Oberlin Facebook Group Connects Residents to Resources, Each Other

Courtesy of Josie Gruber

Oberlin resident Josie Gruber used the “What do you have? What do you need?” group to find this beautiful Norfolk pine. She also then used the group to pass the plant along to someone else, upon realizing it was too big for her space.

As any longtime resident will know, the people of Oberlin are always looking for a way to help each other out, and not even a global pandemic could get in the way of that. In a creative solution to some of the challenges of COVID 19, Oberlin residents came together online in the Facebook group “Oberlin – What do you have? What do you need?”. In it, they have created a new space for taking care of one another as a community. 

Oberlin resident Ellis Hartman has used the group on a number of occasions. He has given things away, received items, and requested help identifying bird calls — although he notes that this last effort was the least successful, as Oberlin has many different kinds of birds. 

“I probably wouldn’t have discovered it [if not] for the pandemic because now, like a lot of people, I spend more time on Facebook,” Hartman said. “I just liked the fact that they’re helpful things. It’s something interesting to do while I [am] on Facebook.” 

The group also serves as a de facto replacement for the Oberlin Classifieds website, which shut down earlier this year because the platform could no longer support modern internet security software. 

“I used to go on the Oberlin College website to look at [Oberlin Classifieds], and I’ve heard that that doesn’t exist anymore,” Hartman said. “This was a great substitute for that.” 

Amongst the many needs that Oberlin Classifieds used to fill, both for students and community members, the page acted as a universal platform to help people search for housing. Longtime Oberlin resident and local landlord Amy Burgess emphasized how important Classifieds had been when it came to helping people locate housing in Oberlin. 

“Classifieds is where we got about 90 percent of our tenants in the past,” Burgess said. “I wish that something like Classifieds still existed because not everyone’s on social media or not everyone chooses to use Facebook. But I’m glad that the group exists, and it’s been a big help.” 

Part of what makes the Facebook group so exciting is its capacity to create a common space for city residents. Members of the town community, College professors, and Oberlin students can all share with each other, non-hierarchically. It’s almost impossible to distinguish between town and gown without looking at profiles. 

“I know mostly people from the College, but [in the group] there’s no awareness of who’s a professor, who’s a local person,” said the group’s founder, Frieda Fuchs. “I actually liked that it’s anonymous in that respect because those divisions exist and they’re there, but I wanted it to be a place where everyone’s welcome and it’s not one group against another group.” 

Fuchs is a former research affiliate and visiting professor in the Politics department in the College, specializing in child labor laws and labor legislation in Europe. She founded the group at the beginning of the pandemic in March, in response to a perceived need by the community for connection. She was inspired by another Facebook group in Rochester, NY with a similar name. The Oberlin group grew quickly and its structure has shifted, but its goal has stayed the same. Fuchs’ vision for it has always been to provide a platform for people to reach out and help their neighbors. 

“With the Trump administration, basically everything’s been delegated to the states and to the localities,” Fuchs said. “You can feel sort of powerless because you really feel the need for the government to step in… Given that that’s not happening, I think that it’s more important than ever for us to come together at the local level. This is one way, I think, in which it can be done. I’m not really quite sure what other groups have formed in other parts of the [country], but at least here in Oberlin, I think this is sort of a way of empowering us at the local level.” 

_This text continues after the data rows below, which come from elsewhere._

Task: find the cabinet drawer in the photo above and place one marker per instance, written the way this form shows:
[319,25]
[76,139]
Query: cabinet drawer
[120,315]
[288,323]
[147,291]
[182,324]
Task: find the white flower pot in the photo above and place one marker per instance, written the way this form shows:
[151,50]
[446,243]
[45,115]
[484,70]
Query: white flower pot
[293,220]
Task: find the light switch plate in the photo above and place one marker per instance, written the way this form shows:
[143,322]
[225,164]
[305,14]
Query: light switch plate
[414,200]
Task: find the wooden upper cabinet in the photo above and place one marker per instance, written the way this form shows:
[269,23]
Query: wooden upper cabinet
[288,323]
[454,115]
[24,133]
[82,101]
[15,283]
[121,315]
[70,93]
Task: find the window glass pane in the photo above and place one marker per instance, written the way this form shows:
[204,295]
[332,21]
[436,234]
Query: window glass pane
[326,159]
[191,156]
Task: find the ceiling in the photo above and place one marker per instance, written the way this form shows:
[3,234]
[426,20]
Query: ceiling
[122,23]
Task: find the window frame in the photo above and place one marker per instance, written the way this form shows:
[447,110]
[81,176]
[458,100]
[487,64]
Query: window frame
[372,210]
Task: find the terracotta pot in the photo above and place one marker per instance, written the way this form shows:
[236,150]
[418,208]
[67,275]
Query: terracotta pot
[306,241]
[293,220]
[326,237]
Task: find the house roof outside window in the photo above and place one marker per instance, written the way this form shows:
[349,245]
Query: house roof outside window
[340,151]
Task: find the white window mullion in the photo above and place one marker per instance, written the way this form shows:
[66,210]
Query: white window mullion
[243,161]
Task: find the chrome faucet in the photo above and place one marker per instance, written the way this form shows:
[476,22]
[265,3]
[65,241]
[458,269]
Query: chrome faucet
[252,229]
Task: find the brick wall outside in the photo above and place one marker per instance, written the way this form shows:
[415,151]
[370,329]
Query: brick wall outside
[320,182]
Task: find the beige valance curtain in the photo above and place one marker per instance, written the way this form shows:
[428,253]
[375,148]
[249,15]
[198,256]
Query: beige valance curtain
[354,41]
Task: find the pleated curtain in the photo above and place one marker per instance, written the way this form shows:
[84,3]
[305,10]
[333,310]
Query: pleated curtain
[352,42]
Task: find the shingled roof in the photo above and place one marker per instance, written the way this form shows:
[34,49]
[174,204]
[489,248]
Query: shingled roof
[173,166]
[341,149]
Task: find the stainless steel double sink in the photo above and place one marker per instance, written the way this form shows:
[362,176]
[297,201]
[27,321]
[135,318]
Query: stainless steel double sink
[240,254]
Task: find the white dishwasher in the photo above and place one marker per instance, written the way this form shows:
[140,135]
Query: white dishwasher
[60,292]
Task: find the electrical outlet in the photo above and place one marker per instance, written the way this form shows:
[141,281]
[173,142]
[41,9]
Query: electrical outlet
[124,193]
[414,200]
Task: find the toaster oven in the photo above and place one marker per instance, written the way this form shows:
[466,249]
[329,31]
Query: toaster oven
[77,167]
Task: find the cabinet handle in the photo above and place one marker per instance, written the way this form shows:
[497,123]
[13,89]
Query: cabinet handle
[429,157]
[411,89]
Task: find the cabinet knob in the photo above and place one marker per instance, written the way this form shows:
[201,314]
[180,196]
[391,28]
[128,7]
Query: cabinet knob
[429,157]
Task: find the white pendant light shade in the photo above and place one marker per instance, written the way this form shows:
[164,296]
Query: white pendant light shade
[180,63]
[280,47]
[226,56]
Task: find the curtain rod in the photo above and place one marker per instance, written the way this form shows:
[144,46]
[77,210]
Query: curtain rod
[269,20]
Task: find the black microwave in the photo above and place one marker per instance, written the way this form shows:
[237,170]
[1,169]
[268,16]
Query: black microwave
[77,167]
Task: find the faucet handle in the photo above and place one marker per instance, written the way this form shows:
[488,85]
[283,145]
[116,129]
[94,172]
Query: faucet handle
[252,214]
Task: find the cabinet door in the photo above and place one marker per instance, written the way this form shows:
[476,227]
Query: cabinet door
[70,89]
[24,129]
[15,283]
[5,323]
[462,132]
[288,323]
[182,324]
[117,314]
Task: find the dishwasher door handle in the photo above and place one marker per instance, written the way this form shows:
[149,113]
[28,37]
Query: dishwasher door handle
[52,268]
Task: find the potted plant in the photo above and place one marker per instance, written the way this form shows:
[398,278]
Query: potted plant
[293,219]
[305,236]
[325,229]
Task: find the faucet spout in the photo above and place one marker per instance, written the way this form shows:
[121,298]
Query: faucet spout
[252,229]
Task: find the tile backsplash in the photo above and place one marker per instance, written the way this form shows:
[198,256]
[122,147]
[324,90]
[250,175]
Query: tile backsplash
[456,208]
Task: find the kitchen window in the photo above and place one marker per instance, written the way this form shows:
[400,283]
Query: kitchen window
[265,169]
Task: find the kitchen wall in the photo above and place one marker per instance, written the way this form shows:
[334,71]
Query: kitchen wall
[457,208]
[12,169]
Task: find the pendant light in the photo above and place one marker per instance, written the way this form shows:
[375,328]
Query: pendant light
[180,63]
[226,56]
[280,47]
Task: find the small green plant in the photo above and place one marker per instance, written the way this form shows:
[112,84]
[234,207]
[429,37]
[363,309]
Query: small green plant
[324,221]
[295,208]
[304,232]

Fuchs also made it clear that she wanted anyone, regardless of their political affiliation, to be comfortable being involved in the group and giving or receiving support. While the group has expanded beyond her original intention, she and her co-moderator Jill Mason Blake have been very intentional in making sure that discussion stays civil and as far from politics as possible. 

“I just wanted it to be an apolitical group,” said Fuchs. “I felt that if politics is dividing us so much, then let’s try to transcend that and try to figure out other ways in which we can just get together as citizens.”

While the pandemic has kept many people apart, some things unite us all: caring for our communities, the need for human connection, and the search for an Instant Pot.